Securitas USA takes over security at Windham County courthouses
BRATTLEBORO — Securitas USA will be providing security to local courthouses after an agreement could not be struck with the Windham County Sheriff's Office.
A 22-month contract with the private security firm was locked in at $618,255. It will cover courthouses in Brattleboro and Newfane, and one in Burlington. Security at the two Windham County courthouses will cost $23,027 per month and $5,075 in Chittenden County. Also, there's an option to extend the contract by 12 months.
"Performance review is continuous and there is a 30-day termination notice agreement included," said Matt Riven, finance and administration chief at the Vermont Court Administrator's Office. "The proposal was offered to six security firms."
Talks were had with all six groups, he said, but Securitas was the only firm to submit a formal bid. The Judicial Branch has kept contingency plans in place for several years in case of a circumstance such as the one seen playing out now.
Sheriff Keith Clark previously told the Reformer that a 10 to 12 percent increase would have been needed in order to break even on the courthouse security detail. He said he had only been offered an increase of 3 percent and had voiced concern about the issue for a couple of years.
The transition to Securitas, Riven said, was driven entirely by the sheriff's decision to not renew the contract. A private security firm is being replaced in Burlington at the civil and probate division courthouse at 175 Main St. in an effort to consolidate and work with one group rather than two.
"In both counties, the amount is actually slightly higher than what was offered to the incumbents," Riven said, explaining that security staffing coverage was slightly increased in Windham County. "The Securitas contract is approximately 6 percent more than the offer to the Windham Sheriff. The Windham Sheriff had requested an approximately 35 percent increase which the Judicial Branch could not accept in these austere times in state government."
The contract with Securitas includes an armed presence at each courthouse, Riven said. The "designated court security officers" will not have the authority to arrest people but they can detain them during court proceedings when a court order calls for it and a transport sheriff is not present.
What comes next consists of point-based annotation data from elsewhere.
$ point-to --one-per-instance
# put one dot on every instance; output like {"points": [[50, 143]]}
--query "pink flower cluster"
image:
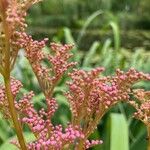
{"points": [[58, 60], [90, 96], [143, 106]]}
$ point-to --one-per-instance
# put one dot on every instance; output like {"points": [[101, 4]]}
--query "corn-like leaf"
{"points": [[118, 132], [90, 55], [8, 146]]}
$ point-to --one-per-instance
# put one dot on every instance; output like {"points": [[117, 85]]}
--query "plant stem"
{"points": [[14, 115], [148, 130]]}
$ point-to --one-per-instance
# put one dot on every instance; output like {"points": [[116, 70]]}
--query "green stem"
{"points": [[148, 130], [14, 115]]}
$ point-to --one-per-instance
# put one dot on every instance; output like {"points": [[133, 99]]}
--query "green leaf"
{"points": [[87, 23], [89, 56], [8, 146], [118, 132]]}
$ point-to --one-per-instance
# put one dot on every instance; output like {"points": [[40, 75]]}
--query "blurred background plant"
{"points": [[109, 33]]}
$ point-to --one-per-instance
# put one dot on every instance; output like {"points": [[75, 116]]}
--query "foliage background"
{"points": [[109, 33]]}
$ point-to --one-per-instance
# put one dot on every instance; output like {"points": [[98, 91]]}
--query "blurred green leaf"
{"points": [[118, 132], [8, 146]]}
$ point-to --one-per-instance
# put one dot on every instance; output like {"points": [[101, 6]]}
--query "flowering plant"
{"points": [[90, 95]]}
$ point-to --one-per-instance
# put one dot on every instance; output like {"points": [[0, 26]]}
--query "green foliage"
{"points": [[118, 132]]}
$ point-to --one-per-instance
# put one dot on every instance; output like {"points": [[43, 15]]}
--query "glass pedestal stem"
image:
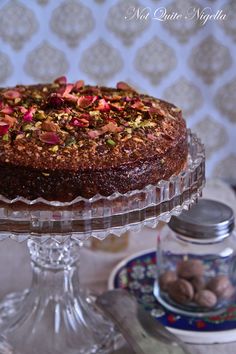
{"points": [[54, 316]]}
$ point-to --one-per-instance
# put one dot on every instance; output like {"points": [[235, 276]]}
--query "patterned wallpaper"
{"points": [[190, 64]]}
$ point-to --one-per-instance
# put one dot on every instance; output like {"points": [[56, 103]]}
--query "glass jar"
{"points": [[196, 260]]}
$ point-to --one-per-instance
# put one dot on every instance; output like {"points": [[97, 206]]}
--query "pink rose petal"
{"points": [[111, 127], [49, 138], [55, 101], [3, 128], [7, 110], [124, 86], [22, 109], [11, 94], [28, 116], [79, 122], [11, 121], [157, 110], [65, 90], [93, 134], [86, 101], [62, 80], [151, 137], [137, 105], [79, 84], [103, 106], [116, 106]]}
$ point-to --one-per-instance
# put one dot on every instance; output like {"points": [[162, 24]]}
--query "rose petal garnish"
{"points": [[55, 101], [11, 121], [79, 122], [22, 109], [3, 128], [64, 91], [151, 137], [71, 98], [86, 101], [28, 116], [103, 106], [11, 94], [124, 86], [137, 105], [62, 80], [111, 127], [157, 110], [93, 134], [116, 106], [49, 138], [78, 85], [7, 110]]}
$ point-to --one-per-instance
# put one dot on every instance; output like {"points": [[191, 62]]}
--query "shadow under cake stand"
{"points": [[55, 315]]}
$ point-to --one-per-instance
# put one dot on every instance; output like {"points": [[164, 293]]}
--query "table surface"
{"points": [[14, 256]]}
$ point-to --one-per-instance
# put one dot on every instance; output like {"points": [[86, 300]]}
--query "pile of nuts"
{"points": [[188, 284]]}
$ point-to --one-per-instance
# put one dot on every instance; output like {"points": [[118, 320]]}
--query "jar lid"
{"points": [[206, 219]]}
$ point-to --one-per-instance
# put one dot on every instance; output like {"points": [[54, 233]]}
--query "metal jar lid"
{"points": [[206, 219]]}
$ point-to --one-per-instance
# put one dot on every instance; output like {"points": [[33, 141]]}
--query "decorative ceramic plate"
{"points": [[137, 273]]}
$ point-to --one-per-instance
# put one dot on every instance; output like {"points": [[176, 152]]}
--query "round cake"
{"points": [[59, 141]]}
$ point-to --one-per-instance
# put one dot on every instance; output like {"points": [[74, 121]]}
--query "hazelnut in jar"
{"points": [[196, 260]]}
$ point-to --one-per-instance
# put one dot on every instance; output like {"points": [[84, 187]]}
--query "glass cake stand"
{"points": [[55, 316]]}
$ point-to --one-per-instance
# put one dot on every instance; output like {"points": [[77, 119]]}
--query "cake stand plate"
{"points": [[137, 274], [55, 315]]}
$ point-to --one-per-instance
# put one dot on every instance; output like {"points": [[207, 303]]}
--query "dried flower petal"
{"points": [[7, 110], [103, 106], [49, 126], [64, 91], [11, 121], [49, 138], [79, 122], [22, 109], [3, 128], [138, 105], [93, 134], [62, 80], [151, 137], [28, 116], [124, 86], [70, 97], [86, 101], [156, 110], [11, 94], [78, 85], [117, 106], [111, 127], [55, 101]]}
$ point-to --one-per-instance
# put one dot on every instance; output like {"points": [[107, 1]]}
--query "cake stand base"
{"points": [[54, 315]]}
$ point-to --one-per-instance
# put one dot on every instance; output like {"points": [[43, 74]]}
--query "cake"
{"points": [[59, 141]]}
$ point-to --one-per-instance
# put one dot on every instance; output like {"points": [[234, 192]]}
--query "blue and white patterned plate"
{"points": [[137, 273]]}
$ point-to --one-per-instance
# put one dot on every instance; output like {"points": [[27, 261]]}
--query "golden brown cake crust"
{"points": [[60, 141]]}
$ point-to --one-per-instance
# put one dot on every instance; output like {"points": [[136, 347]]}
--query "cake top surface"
{"points": [[77, 126]]}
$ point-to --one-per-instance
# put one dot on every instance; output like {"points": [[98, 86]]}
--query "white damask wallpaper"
{"points": [[181, 60]]}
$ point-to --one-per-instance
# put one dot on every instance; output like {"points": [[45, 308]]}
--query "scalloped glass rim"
{"points": [[101, 216], [191, 165]]}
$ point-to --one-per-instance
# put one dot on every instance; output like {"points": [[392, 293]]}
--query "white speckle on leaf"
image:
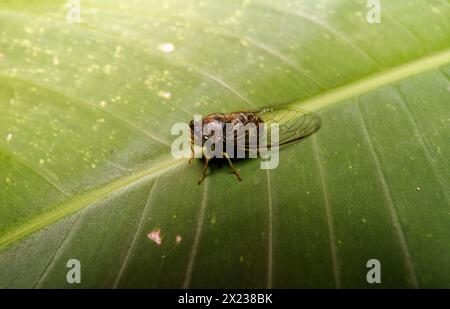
{"points": [[155, 236], [166, 47], [164, 94]]}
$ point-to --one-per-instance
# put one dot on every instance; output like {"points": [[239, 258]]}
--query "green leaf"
{"points": [[86, 170]]}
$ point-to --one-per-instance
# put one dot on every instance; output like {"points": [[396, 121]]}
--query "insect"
{"points": [[293, 123]]}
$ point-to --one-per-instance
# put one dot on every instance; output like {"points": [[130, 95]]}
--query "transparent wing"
{"points": [[293, 124]]}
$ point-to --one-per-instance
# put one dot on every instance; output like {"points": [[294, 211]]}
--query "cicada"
{"points": [[293, 124]]}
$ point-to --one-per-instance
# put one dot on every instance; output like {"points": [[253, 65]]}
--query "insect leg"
{"points": [[205, 167], [231, 166]]}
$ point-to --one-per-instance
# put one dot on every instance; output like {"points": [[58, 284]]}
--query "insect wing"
{"points": [[293, 123]]}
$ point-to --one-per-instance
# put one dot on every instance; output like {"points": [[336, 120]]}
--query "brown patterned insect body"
{"points": [[216, 127]]}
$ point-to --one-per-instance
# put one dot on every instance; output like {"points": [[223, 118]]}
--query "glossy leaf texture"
{"points": [[86, 170]]}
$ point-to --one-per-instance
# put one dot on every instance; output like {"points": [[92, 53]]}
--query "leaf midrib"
{"points": [[316, 103]]}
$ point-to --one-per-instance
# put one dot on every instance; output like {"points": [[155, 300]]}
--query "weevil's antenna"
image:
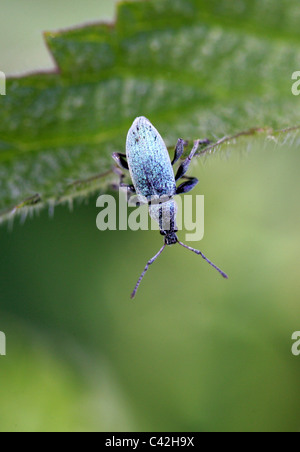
{"points": [[146, 268], [205, 258]]}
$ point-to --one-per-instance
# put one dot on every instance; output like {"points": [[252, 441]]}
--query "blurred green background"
{"points": [[192, 352]]}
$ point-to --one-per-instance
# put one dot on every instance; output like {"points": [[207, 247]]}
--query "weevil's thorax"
{"points": [[165, 215], [149, 161]]}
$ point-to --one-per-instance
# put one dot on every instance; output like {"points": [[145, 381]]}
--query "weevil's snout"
{"points": [[170, 237]]}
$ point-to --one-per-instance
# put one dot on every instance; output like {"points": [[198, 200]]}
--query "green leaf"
{"points": [[195, 68]]}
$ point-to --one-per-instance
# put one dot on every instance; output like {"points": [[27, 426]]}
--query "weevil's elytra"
{"points": [[153, 180]]}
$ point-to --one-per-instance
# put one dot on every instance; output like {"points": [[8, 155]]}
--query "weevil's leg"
{"points": [[179, 150], [187, 186], [205, 258], [120, 160], [129, 188], [150, 262], [185, 165], [137, 201]]}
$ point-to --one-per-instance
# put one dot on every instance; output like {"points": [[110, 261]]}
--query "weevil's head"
{"points": [[170, 237]]}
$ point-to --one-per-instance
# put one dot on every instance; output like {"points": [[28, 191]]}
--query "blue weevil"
{"points": [[153, 180]]}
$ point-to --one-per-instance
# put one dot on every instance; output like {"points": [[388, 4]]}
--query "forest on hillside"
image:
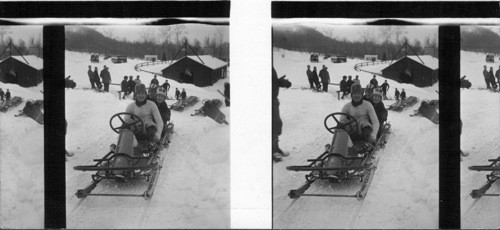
{"points": [[165, 42], [307, 39]]}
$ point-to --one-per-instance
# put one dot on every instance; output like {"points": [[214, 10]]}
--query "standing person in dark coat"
{"points": [[106, 78], [124, 86], [91, 77], [385, 88], [155, 81], [492, 79], [310, 77], [7, 95], [277, 154], [183, 94], [315, 78], [403, 94], [486, 76], [177, 94], [325, 78], [96, 78], [131, 86], [226, 93], [343, 86], [374, 81]]}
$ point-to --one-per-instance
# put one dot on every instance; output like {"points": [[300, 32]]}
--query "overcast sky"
{"points": [[23, 32], [193, 31]]}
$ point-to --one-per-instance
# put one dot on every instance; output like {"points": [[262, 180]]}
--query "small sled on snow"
{"points": [[343, 162], [491, 178], [403, 104], [6, 104], [129, 159], [180, 105], [427, 109], [210, 108], [33, 109]]}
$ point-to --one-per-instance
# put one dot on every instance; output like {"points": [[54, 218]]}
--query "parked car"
{"points": [[94, 58], [490, 58], [314, 58], [339, 59], [119, 59]]}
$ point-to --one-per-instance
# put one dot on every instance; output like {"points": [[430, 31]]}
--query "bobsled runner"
{"points": [[342, 162], [180, 105], [428, 110], [403, 104], [494, 168], [130, 159], [33, 109], [6, 104]]}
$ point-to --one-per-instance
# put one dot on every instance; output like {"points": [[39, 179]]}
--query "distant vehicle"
{"points": [[119, 59], [94, 58], [314, 58], [490, 58], [339, 59]]}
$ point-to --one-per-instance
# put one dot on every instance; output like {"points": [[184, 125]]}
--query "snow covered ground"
{"points": [[21, 164], [480, 112], [404, 190], [193, 188]]}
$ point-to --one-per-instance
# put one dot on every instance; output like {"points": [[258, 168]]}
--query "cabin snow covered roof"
{"points": [[429, 61], [33, 61]]}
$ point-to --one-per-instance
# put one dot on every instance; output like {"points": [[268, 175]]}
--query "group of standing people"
{"points": [[6, 94], [96, 76], [314, 78], [489, 77]]}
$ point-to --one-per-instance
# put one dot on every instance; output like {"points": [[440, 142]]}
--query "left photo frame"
{"points": [[21, 127]]}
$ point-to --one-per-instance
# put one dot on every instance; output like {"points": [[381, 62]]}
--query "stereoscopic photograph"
{"points": [[21, 127], [479, 112], [148, 121], [355, 126]]}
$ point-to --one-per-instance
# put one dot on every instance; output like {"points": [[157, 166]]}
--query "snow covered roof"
{"points": [[428, 60], [33, 61], [210, 62]]}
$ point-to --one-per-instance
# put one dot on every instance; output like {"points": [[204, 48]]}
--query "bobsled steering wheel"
{"points": [[350, 125], [135, 123]]}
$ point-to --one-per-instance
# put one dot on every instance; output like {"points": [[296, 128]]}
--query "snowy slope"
{"points": [[193, 188], [404, 190], [21, 164], [480, 112]]}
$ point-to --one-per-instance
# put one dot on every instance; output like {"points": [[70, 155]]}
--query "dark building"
{"points": [[201, 71], [26, 72], [421, 72]]}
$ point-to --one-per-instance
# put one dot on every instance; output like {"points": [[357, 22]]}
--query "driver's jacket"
{"points": [[363, 114], [147, 113]]}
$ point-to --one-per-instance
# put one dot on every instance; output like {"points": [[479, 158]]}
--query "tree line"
{"points": [[307, 39], [165, 42]]}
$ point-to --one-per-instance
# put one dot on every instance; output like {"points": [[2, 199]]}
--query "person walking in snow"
{"points": [[277, 123], [325, 78], [385, 88], [177, 94], [106, 78], [310, 77], [486, 76], [374, 81], [154, 81], [91, 77], [492, 79], [7, 95], [183, 94], [403, 94]]}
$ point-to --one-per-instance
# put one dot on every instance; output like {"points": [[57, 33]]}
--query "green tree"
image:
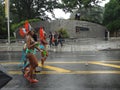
{"points": [[93, 14], [111, 16], [70, 5]]}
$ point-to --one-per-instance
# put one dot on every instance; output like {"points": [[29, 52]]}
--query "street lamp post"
{"points": [[8, 18]]}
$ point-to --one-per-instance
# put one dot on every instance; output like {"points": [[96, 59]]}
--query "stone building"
{"points": [[75, 28]]}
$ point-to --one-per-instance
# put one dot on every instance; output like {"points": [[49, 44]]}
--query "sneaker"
{"points": [[26, 76], [33, 80]]}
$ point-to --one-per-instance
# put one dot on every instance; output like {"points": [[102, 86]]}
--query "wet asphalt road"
{"points": [[85, 70]]}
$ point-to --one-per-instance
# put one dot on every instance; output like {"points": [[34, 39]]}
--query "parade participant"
{"points": [[43, 42], [33, 62], [44, 54]]}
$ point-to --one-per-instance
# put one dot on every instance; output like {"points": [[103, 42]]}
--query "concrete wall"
{"points": [[95, 30]]}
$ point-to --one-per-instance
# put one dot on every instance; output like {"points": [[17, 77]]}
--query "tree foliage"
{"points": [[70, 5], [93, 14]]}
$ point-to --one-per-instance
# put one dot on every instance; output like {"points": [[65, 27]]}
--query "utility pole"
{"points": [[7, 13]]}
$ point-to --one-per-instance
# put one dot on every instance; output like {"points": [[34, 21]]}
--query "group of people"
{"points": [[31, 46], [55, 39]]}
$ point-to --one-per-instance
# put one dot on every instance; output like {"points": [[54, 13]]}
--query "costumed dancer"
{"points": [[33, 62], [43, 44]]}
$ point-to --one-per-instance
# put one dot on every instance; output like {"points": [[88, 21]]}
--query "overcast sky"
{"points": [[60, 14]]}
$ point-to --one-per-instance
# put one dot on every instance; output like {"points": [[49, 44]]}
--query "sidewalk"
{"points": [[86, 44]]}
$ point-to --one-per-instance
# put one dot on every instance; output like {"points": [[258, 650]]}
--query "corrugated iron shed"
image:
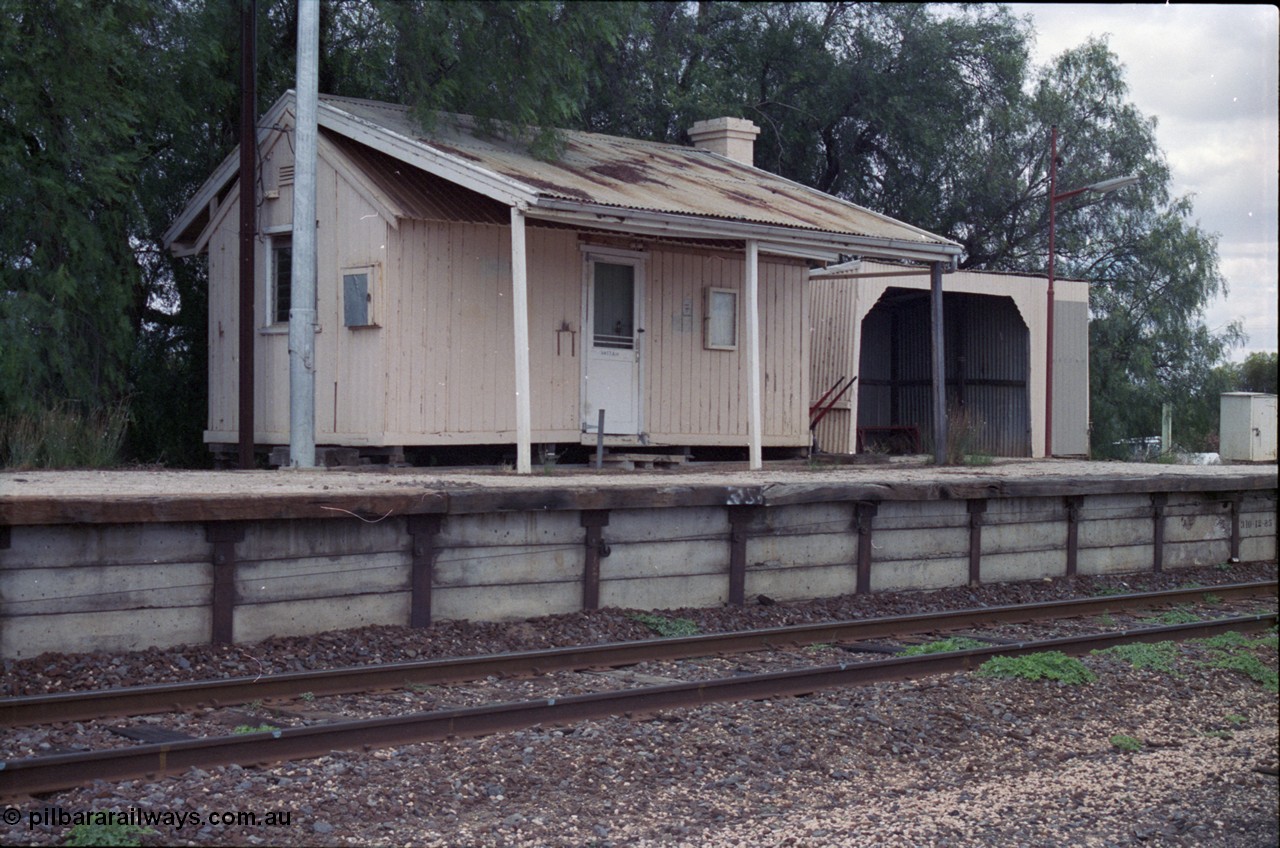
{"points": [[641, 174], [598, 181]]}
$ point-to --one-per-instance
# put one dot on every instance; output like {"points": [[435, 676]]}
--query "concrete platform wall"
{"points": [[131, 586]]}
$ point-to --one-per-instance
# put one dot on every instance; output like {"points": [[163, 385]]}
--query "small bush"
{"points": [[1047, 665], [63, 437], [245, 729], [1238, 652], [664, 627], [1178, 615], [1127, 743], [113, 834], [1159, 656], [941, 646]]}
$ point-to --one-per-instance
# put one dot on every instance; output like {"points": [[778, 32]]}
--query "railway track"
{"points": [[172, 697], [60, 771]]}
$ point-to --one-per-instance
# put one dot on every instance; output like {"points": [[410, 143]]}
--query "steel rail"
{"points": [[169, 697], [151, 761]]}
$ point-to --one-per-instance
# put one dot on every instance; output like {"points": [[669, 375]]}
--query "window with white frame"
{"points": [[357, 296], [279, 278], [720, 318]]}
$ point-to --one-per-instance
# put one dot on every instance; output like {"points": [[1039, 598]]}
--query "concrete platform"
{"points": [[129, 559]]}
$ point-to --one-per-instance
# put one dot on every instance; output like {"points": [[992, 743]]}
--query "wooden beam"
{"points": [[739, 519], [1073, 533], [940, 365], [520, 315], [595, 550], [224, 536], [863, 514], [1159, 500], [423, 530], [755, 450], [977, 507]]}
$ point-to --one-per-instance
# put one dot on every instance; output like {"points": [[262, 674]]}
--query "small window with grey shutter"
{"points": [[357, 297]]}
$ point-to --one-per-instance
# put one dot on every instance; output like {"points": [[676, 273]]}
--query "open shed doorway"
{"points": [[987, 374]]}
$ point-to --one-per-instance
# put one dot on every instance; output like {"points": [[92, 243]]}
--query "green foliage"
{"points": [[1237, 652], [241, 729], [114, 113], [1046, 665], [1127, 743], [1257, 373], [1159, 656], [443, 58], [1178, 615], [664, 627], [62, 437], [941, 646], [113, 834]]}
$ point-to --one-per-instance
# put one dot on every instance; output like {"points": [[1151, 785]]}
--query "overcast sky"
{"points": [[1208, 74]]}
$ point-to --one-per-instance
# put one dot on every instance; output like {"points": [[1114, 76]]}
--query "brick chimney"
{"points": [[732, 137]]}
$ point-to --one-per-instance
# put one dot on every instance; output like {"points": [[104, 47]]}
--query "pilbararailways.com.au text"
{"points": [[140, 817]]}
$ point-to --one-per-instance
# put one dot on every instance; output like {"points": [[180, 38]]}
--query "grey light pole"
{"points": [[1054, 197]]}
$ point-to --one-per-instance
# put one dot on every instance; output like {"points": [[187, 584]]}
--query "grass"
{"points": [[112, 834], [1159, 656], [1178, 615], [1239, 653], [1046, 665], [63, 437], [941, 646], [1127, 743], [664, 627], [241, 729]]}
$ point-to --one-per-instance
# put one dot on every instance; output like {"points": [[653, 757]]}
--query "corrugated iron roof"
{"points": [[644, 176], [419, 194]]}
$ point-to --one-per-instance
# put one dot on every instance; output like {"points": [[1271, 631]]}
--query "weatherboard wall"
{"points": [[435, 365]]}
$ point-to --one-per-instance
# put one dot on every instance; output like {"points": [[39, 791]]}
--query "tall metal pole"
{"points": [[1048, 314], [248, 228], [520, 318], [755, 438], [940, 365], [302, 304]]}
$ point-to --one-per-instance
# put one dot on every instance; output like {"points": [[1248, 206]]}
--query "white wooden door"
{"points": [[611, 378]]}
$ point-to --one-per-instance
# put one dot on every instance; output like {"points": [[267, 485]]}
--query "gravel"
{"points": [[956, 760]]}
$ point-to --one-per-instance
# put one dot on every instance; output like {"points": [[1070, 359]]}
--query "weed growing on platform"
{"points": [[1047, 665], [1159, 656], [941, 646], [112, 834], [664, 627], [1128, 743]]}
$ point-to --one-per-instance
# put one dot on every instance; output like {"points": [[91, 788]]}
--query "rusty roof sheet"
{"points": [[647, 176]]}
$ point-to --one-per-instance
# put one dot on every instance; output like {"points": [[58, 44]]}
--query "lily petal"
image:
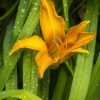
{"points": [[34, 43], [43, 61], [81, 50], [52, 25], [74, 32]]}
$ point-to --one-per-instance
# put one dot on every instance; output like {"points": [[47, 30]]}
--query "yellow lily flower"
{"points": [[56, 46]]}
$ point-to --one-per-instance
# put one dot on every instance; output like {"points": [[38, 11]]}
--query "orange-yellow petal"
{"points": [[34, 43], [74, 32], [81, 50], [43, 61], [52, 25]]}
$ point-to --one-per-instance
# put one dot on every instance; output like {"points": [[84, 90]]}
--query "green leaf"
{"points": [[20, 94]]}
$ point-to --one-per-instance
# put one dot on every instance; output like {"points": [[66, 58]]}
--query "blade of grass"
{"points": [[30, 75], [27, 31], [20, 94], [10, 11], [95, 79], [84, 63], [60, 85], [12, 82], [43, 90], [65, 10]]}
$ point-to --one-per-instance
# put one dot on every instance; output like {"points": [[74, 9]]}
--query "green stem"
{"points": [[84, 62], [27, 31], [60, 85], [20, 94], [30, 75], [70, 68], [65, 9], [95, 78], [44, 86], [9, 11]]}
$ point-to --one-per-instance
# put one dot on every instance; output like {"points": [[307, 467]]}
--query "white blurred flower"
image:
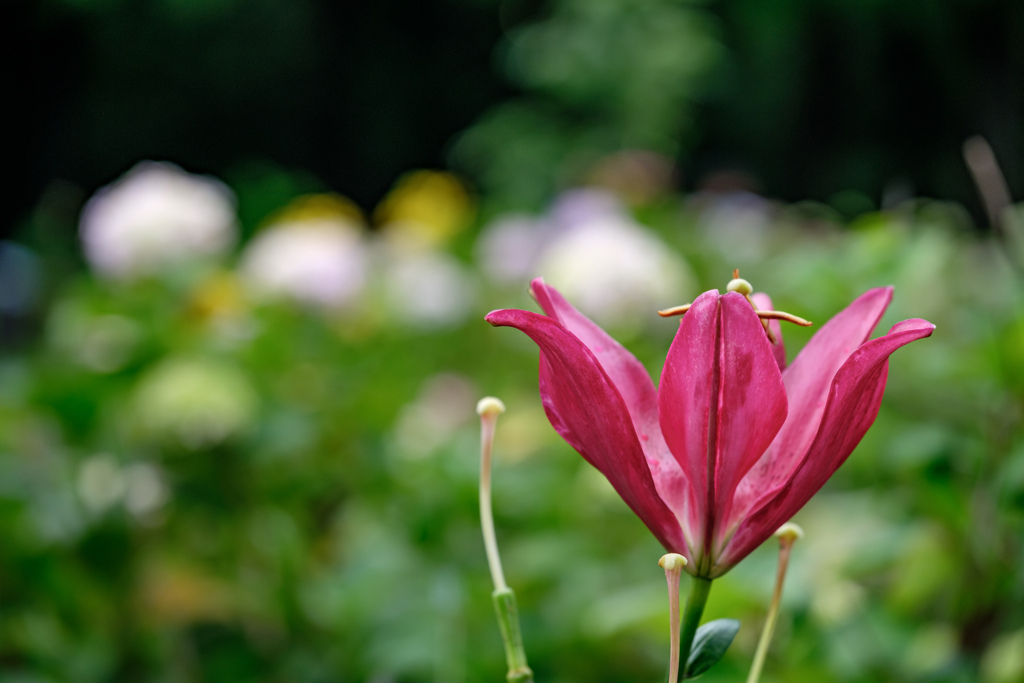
{"points": [[509, 248], [154, 216], [426, 289], [616, 271], [145, 491], [584, 206], [198, 402], [588, 245], [100, 482], [737, 223], [318, 261]]}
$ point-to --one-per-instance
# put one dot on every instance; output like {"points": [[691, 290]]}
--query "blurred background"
{"points": [[247, 249]]}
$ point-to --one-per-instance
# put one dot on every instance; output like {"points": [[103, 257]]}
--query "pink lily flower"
{"points": [[733, 442]]}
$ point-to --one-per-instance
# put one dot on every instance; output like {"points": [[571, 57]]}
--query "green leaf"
{"points": [[710, 643]]}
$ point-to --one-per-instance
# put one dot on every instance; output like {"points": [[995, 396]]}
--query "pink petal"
{"points": [[636, 388], [853, 403], [721, 400], [763, 302], [628, 374], [807, 384], [587, 410]]}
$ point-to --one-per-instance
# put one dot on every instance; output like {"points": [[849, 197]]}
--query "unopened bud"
{"points": [[790, 532], [489, 406], [672, 562]]}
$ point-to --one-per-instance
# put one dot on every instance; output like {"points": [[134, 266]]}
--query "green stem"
{"points": [[695, 601], [776, 599], [508, 621]]}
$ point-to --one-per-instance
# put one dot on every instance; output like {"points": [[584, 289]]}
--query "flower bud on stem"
{"points": [[786, 535], [505, 605], [673, 564]]}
The officers' roles will involve a "perimeter screening post," courtroom duty and a "roving patrol," said Riven. They will have no law enforcement certification.
"I'm not aware as to whether Securitas provides security in courthouses elsewhere in the country," said Riven. "They are among the largest security firms worldwide, so I imagine they have experience in a wide variety of settings."
Vermont Judiciary Security Manager Bill Gerke will be coordinating the transition with Windham County court managers.
"The protection and safety of our Vermont judicial system is a priority of mine and the Supreme Court. Judges, staff, stakeholders, litigants and the general public must feel safe within the courthouses where they have unimpeded access to justice," Patricia Gabel, state court administrator for the Vermont Judicial Branch, said in the press release issued Tuesday. "We appreciate the cooperation of the Windham County Sheriff in this transition, including their agreement to extend services until August 31. We expect to work successfully with the Sheriff's Office as well as other court users to make this transition as smooth as possible."
Clark was unavailable on Wednesday for comment.
Brattleboro Police Chief Mike Fitzgerald had not yet heard of the contract.
"I'm sure we'll have a meeting with the court," he said. "But nothing's been scheduled, nothing's been said. I'm sure it's just a matter of time. There's some time."
Asked whether he had any concerns about a private security firm taking over the job, Fitzgerald said, "No. Absolutely not.
"We will respond anywhere in town that we need to," he said. "I'm sure we'll talk with the security company and people in charge of the court so any issues will be ironed out. I have no concerns whatsoever."
According to Securitas' 2015 annual report, about 330,000 are employed by the company and work in 53 countries. Securitas USA is a subsidiary of Securitas AB, which is based in Sweden. Securitas was hired at nuclear plant Vermont Yankee in Vernon, which is currently being decommissioned.